You are allowed to be sad.


You are allowed to need more than what they’re offering.


And most importantly… you are allowed to start over.


Because the truth is, for every Lilly who disappears, there are women out there who stay. Maybe not many. Maybe not right away. But they exist. They’re the ones who find you crying in your car and sit with you without trying to make it better. The ones who laugh loud, love deeply, and aren’t afraid of the mess. The ones who say, “I see you,” and mean it.


And maybe you have to become one of those women first.


Maybe you have to build the table before anyone sits down with you at it.


But it’s worth it.

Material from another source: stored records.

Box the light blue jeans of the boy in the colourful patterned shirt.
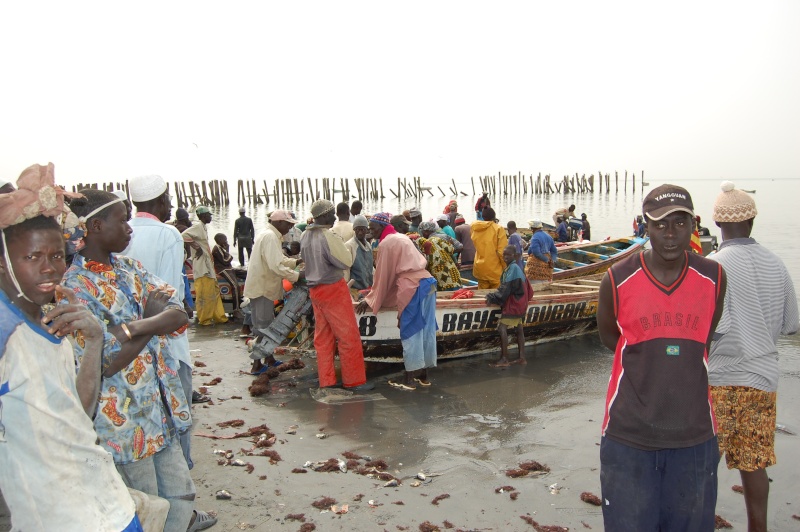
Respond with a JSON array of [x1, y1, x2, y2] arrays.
[[117, 440, 195, 532]]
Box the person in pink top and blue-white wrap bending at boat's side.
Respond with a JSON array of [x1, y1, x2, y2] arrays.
[[356, 212, 437, 390]]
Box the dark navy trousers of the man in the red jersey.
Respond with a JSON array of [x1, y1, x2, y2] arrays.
[[600, 436, 719, 532]]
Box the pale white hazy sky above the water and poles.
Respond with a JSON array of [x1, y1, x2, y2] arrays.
[[0, 0, 800, 184]]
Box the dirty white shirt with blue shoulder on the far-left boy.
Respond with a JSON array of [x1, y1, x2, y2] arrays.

God, it’s worth it.


Because there’s nothing lonelier than trying to make yourself small enough to fit into spaces that were never meant to hold the real you. And there is nothing more holy than refusing to do it anymore.


So I’ll end this… not with a final word, because grief is never final… but with an invitation… If you’ve been hurt like I was, come sit beside me. If you’ve been discarded, excluded, reshaped to fit a mold that crushed you, come closer. If you’ve been told you were too much, let me be the one to say you’re just enough.


You don’t have to pretend anymore.


You don’t have to smile if you don’t want to.

You don’t have to wrap your truth in doctrine to make it digestible.


Your grief is sacred. Your story is valid. Your voice is a miracle.


And though I may or may not walk the temple halls again, I’ve found something holier than all the polished sermons and white stone in the world…


A friend who stays. A voice that dares. A woman who writes, even when it hurts.


This is for her.


This is for all of us.


We are no longer ugly ducklings.


We are swans now… wounded, perhaps… but wild and rising.